We are all residents of the 21st century where attaining gender equality has now been placed on the top-most pedestal of global priorities.

Within our own nation, there have been fiery waves of feminism manifested by the multiple Aurat marches and the trending hashtags on social media.

Why then is it that within the agricultural sector i.e. the backbone of our country, we are witnessing what is perhaps one of the worst scenarios of gender disparity in the world? And yet, no one is talking about it?
Research shows that 52% of the agricultural sector is made up of women, but 80% of them are unpaid.

Of the contributions that women make to this field, 60% is left unpaid since they are regarded as family workers

. However, due to the inaccuracies which prevail when reporting data within our nation’s systems, we conducted a few tests of our own.

The results of our survey concluded that the majority does agree to the existence of rampant sexism in the agro-based fields while simultaneously depicting that a large chunk of the population is still oblivious to it.

Unfortunately, recognition and income are not the only aspects of this damaging problem.

Access to training, machinery and the capacity to invest in new technology are only a few examples of the many ways in which women are discriminated against within this sector.

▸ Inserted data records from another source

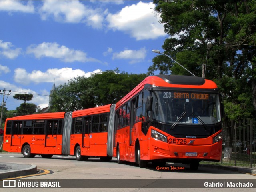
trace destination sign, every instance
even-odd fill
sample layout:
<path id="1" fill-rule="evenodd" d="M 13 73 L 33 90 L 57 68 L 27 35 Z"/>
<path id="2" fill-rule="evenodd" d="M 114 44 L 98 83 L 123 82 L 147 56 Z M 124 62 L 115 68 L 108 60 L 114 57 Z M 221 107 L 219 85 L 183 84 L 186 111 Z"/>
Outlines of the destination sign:
<path id="1" fill-rule="evenodd" d="M 210 94 L 206 93 L 186 92 L 164 92 L 163 93 L 164 98 L 208 100 L 210 97 Z"/>

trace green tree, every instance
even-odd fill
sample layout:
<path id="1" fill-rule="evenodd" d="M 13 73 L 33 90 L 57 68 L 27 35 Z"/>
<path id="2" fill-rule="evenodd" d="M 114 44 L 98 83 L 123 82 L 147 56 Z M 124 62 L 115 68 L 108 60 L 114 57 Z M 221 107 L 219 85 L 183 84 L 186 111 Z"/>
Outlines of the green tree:
<path id="1" fill-rule="evenodd" d="M 26 104 L 26 101 L 32 100 L 33 95 L 32 94 L 28 94 L 27 93 L 24 94 L 17 93 L 13 96 L 13 98 L 15 99 L 24 101 L 24 103 Z"/>
<path id="2" fill-rule="evenodd" d="M 22 103 L 20 106 L 16 108 L 18 115 L 33 114 L 37 111 L 37 106 L 34 103 Z"/>
<path id="3" fill-rule="evenodd" d="M 146 76 L 118 69 L 78 76 L 56 88 L 51 112 L 73 111 L 115 103 Z"/>
<path id="4" fill-rule="evenodd" d="M 207 45 L 212 44 L 208 54 L 206 77 L 215 81 L 225 96 L 225 106 L 230 109 L 230 112 L 227 111 L 228 118 L 255 115 L 256 2 L 154 3 L 161 18 L 160 22 L 164 24 L 165 32 L 170 36 L 162 46 L 164 53 L 196 76 L 202 76 Z M 162 74 L 189 75 L 164 55 L 156 56 L 153 62 L 148 68 L 150 74 L 159 70 Z M 240 109 L 236 115 L 230 108 L 232 106 L 233 109 Z"/>

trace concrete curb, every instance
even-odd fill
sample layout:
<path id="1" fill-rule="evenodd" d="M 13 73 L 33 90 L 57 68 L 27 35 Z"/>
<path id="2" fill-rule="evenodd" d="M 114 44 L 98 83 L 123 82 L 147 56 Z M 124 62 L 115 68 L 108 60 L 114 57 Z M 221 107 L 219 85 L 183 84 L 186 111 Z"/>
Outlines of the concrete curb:
<path id="1" fill-rule="evenodd" d="M 10 166 L 12 167 L 12 169 L 10 170 L 0 172 L 0 179 L 1 179 L 31 175 L 37 172 L 37 168 L 35 165 L 4 163 L 2 165 Z M 21 168 L 16 169 L 16 168 L 17 166 L 21 167 Z"/>

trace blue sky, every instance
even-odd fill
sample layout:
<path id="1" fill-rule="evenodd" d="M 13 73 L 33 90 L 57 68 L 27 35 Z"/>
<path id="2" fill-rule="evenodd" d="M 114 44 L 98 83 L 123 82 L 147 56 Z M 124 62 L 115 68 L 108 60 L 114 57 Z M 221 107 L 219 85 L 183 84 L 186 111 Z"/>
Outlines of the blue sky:
<path id="1" fill-rule="evenodd" d="M 50 92 L 78 76 L 118 68 L 146 73 L 168 36 L 150 1 L 0 1 L 0 89 L 8 110 L 48 106 Z M 0 101 L 3 96 L 0 96 Z M 5 101 L 7 96 L 5 97 Z"/>

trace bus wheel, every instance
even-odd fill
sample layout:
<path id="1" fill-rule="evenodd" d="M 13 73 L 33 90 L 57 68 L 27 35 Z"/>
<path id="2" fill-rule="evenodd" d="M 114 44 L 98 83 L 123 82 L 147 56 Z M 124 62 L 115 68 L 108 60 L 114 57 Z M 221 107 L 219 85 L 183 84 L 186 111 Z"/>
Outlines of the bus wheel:
<path id="1" fill-rule="evenodd" d="M 33 158 L 36 156 L 35 154 L 31 154 L 31 149 L 29 145 L 26 145 L 22 149 L 22 154 L 25 157 Z"/>
<path id="2" fill-rule="evenodd" d="M 100 159 L 102 161 L 110 161 L 112 159 L 112 157 L 100 157 Z"/>
<path id="3" fill-rule="evenodd" d="M 53 155 L 48 155 L 48 154 L 42 154 L 41 156 L 42 158 L 49 159 Z"/>
<path id="4" fill-rule="evenodd" d="M 197 170 L 199 166 L 199 161 L 192 161 L 189 164 L 189 168 L 191 170 Z"/>
<path id="5" fill-rule="evenodd" d="M 142 160 L 140 159 L 140 149 L 139 147 L 137 151 L 137 154 L 138 154 L 138 162 L 139 163 L 139 166 L 140 168 L 145 168 L 147 167 L 148 165 L 148 161 L 146 160 Z"/>
<path id="6" fill-rule="evenodd" d="M 117 163 L 118 164 L 122 164 L 123 161 L 120 160 L 120 151 L 119 151 L 119 146 L 117 147 L 116 152 L 116 157 L 117 158 Z"/>
<path id="7" fill-rule="evenodd" d="M 76 149 L 76 159 L 78 161 L 82 161 L 84 157 L 81 154 L 81 148 L 80 146 L 78 146 Z"/>

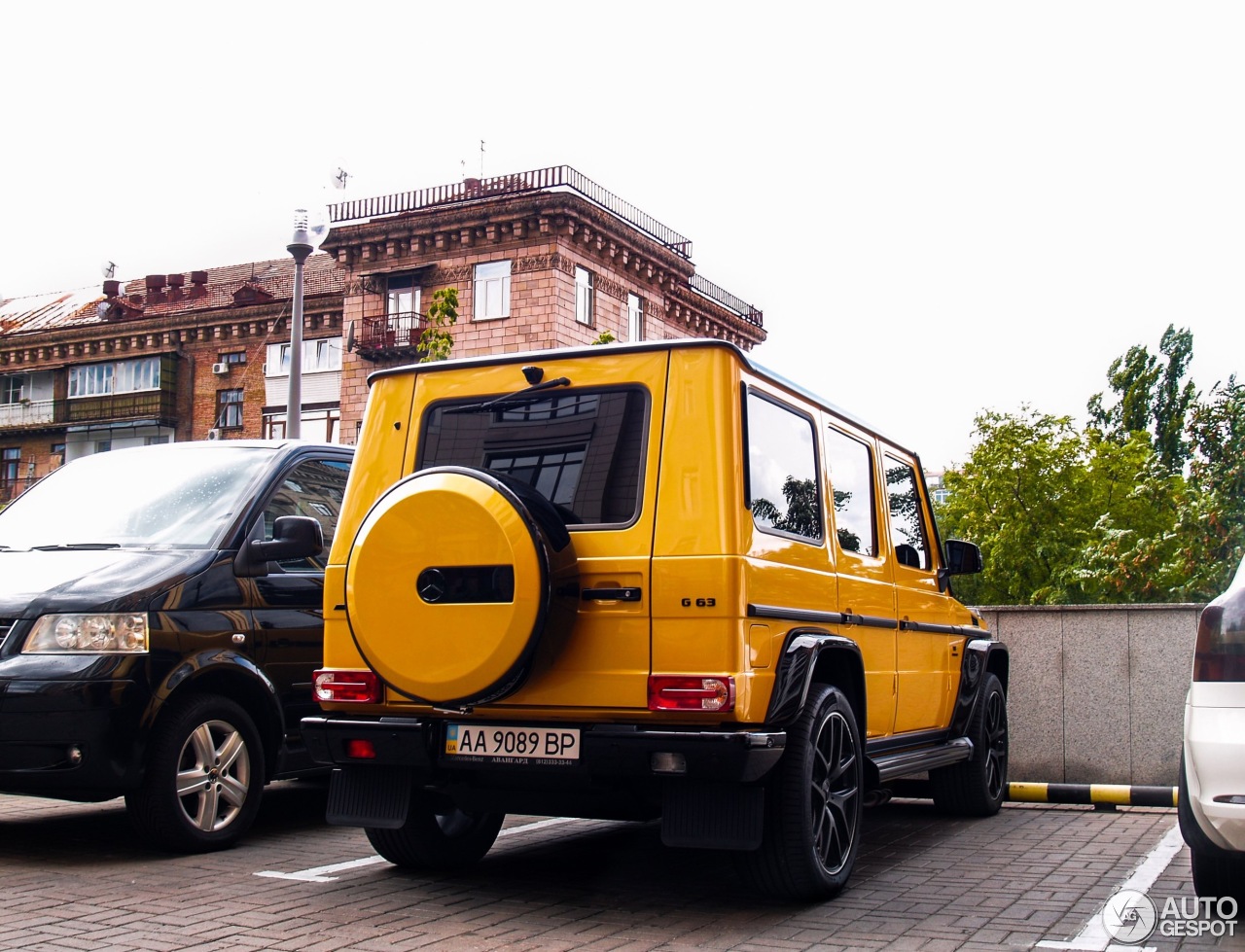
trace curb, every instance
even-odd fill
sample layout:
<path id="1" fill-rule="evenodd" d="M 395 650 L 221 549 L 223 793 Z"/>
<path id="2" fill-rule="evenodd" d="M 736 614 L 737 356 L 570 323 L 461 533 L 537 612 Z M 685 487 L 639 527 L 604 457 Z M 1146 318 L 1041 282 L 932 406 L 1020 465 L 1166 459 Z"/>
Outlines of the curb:
<path id="1" fill-rule="evenodd" d="M 1175 786 L 1128 784 L 1007 784 L 1007 799 L 1018 803 L 1079 803 L 1094 806 L 1175 806 Z"/>

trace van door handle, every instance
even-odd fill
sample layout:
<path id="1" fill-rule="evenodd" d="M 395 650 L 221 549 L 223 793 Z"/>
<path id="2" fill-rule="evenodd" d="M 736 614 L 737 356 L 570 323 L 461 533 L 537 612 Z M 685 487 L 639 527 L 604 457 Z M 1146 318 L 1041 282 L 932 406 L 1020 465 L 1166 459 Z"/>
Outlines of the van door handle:
<path id="1" fill-rule="evenodd" d="M 639 589 L 584 589 L 584 601 L 640 601 Z"/>

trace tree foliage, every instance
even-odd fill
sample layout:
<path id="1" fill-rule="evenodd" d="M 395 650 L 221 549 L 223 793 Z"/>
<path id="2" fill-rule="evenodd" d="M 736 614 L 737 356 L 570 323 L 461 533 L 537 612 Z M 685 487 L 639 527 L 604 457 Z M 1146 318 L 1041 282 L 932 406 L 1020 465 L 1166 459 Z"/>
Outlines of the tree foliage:
<path id="1" fill-rule="evenodd" d="M 1118 443 L 1133 433 L 1149 433 L 1159 460 L 1177 472 L 1189 459 L 1185 421 L 1198 398 L 1193 381 L 1184 380 L 1193 358 L 1193 334 L 1168 325 L 1159 353 L 1167 357 L 1165 363 L 1138 343 L 1117 357 L 1107 371 L 1117 399 L 1104 407 L 1103 393 L 1091 397 L 1089 423 Z"/>
<path id="2" fill-rule="evenodd" d="M 1245 386 L 1201 399 L 1184 381 L 1193 338 L 1111 365 L 1118 399 L 1089 426 L 1023 407 L 982 412 L 937 506 L 944 535 L 981 545 L 986 569 L 956 581 L 967 601 L 1204 601 L 1245 554 Z"/>
<path id="3" fill-rule="evenodd" d="M 420 334 L 420 363 L 449 360 L 454 337 L 449 329 L 458 324 L 458 289 L 442 287 L 432 294 L 432 304 L 425 315 L 426 324 Z"/>

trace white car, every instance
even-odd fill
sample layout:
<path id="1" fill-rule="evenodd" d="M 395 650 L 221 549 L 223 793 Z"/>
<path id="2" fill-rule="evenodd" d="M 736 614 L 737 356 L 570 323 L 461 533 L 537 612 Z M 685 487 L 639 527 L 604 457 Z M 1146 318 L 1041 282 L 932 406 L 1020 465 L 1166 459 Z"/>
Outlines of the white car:
<path id="1" fill-rule="evenodd" d="M 1196 894 L 1245 905 L 1245 560 L 1198 621 L 1178 813 Z"/>

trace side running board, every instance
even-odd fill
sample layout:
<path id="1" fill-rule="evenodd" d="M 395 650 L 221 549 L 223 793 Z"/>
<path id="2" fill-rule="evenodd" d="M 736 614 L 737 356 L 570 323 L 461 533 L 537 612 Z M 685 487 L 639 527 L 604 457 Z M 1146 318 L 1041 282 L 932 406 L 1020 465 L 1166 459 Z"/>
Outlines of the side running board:
<path id="1" fill-rule="evenodd" d="M 919 774 L 923 770 L 934 770 L 939 767 L 950 767 L 972 757 L 972 742 L 966 737 L 957 737 L 937 747 L 923 747 L 918 750 L 899 750 L 893 754 L 881 754 L 870 759 L 878 768 L 878 775 L 883 783 L 894 780 L 898 777 Z"/>

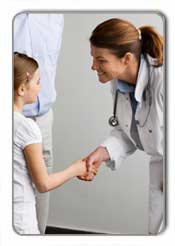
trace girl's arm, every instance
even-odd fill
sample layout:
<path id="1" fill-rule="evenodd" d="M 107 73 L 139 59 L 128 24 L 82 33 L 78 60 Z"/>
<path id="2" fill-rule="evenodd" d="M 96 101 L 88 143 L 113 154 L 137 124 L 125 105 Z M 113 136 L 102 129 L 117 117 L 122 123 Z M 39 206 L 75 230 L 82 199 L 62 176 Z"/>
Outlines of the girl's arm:
<path id="1" fill-rule="evenodd" d="M 47 192 L 75 176 L 86 174 L 86 163 L 82 160 L 74 162 L 61 172 L 48 174 L 43 159 L 42 144 L 30 144 L 26 146 L 24 148 L 24 155 L 32 181 L 39 192 Z"/>

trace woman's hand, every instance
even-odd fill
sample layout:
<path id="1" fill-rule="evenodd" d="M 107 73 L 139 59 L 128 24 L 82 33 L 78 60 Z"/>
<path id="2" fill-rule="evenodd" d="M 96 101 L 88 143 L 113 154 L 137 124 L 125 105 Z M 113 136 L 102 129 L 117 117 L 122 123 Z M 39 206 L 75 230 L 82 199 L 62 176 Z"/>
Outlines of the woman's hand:
<path id="1" fill-rule="evenodd" d="M 110 156 L 105 147 L 98 147 L 96 150 L 94 150 L 92 153 L 90 153 L 84 161 L 86 161 L 86 167 L 87 167 L 87 174 L 86 175 L 79 175 L 79 179 L 85 180 L 85 181 L 91 181 L 94 178 L 93 170 L 95 168 L 96 172 L 99 169 L 101 163 L 103 161 L 109 160 Z"/>
<path id="2" fill-rule="evenodd" d="M 87 166 L 85 160 L 78 160 L 71 165 L 72 170 L 74 170 L 75 176 L 87 176 Z M 97 173 L 96 167 L 92 167 L 91 173 L 95 176 Z"/>

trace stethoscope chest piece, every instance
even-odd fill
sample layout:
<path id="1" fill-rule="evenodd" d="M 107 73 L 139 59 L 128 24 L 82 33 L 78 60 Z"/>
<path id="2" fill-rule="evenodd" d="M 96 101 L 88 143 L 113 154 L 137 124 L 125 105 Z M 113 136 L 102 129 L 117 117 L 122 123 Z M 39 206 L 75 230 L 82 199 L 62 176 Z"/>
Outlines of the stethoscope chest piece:
<path id="1" fill-rule="evenodd" d="M 118 120 L 114 115 L 109 118 L 109 125 L 113 127 L 118 125 Z"/>

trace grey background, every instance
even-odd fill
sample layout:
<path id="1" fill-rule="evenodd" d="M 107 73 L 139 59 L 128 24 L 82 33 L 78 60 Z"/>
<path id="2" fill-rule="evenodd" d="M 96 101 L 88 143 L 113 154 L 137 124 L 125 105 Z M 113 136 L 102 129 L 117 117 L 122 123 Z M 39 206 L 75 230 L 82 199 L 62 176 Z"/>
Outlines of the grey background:
<path id="1" fill-rule="evenodd" d="M 136 27 L 154 26 L 163 34 L 157 13 L 65 13 L 54 105 L 54 171 L 85 157 L 109 134 L 113 111 L 110 83 L 91 70 L 88 38 L 104 20 L 121 18 Z M 51 192 L 48 225 L 94 232 L 147 234 L 149 156 L 137 151 L 117 171 L 103 164 L 92 182 L 76 178 Z"/>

In spite of constituting a significant part of the workforce, they own only 3% of the land, in which too they encounter many challenges in controlling and accessing.

What is perhaps an even larger disappointment is how seldom this issue is discussed and addressed.

The failure of governments and private research centres to gather data which corroborates the other not only captures the inaccuracies but also the lack of documentation regarding the issue.

This becomes evident as the government reports that female labour participation rate is 18%, compared to the MahbubulHaq Human Development Centre reporting that the share of the female labour force in the total agricultural labour force in Pakistan is 30%.

However, the United Nations suggests this figure may actually be much higher, saying women make up between 52-60% of the agricultural labour force.

On women this propels a triple burden effect where they are compelled to work, alongside catering to the household and emotional requirements of the family.

Now what may be obvious is that within this entire process of inequality, the women suffer.

However, the detrimental repercussions do not end there, exacerbating the issue.

Failing to fulfil women’s rights in the agro-based fields reduces food security alongside land productivity, damaging the nation as a whole.

International Food Policy Research Institute (IFPRI) also stated that these inequalities are one of the largest factors kindling a slowing economy alongside hindering progress towards fulfilling United Nations Sustainable Development Goal 2 (UN SDG 2), “end hunger, achieve food security and improved nutrition and promote sustainable agriculture” by 2030.

In a field that provides employment to 45% of the country’s labour force, according to official statistics provided by the Government of Pakistan, such disparity between the genders is proving to be detrimental to our economic growth.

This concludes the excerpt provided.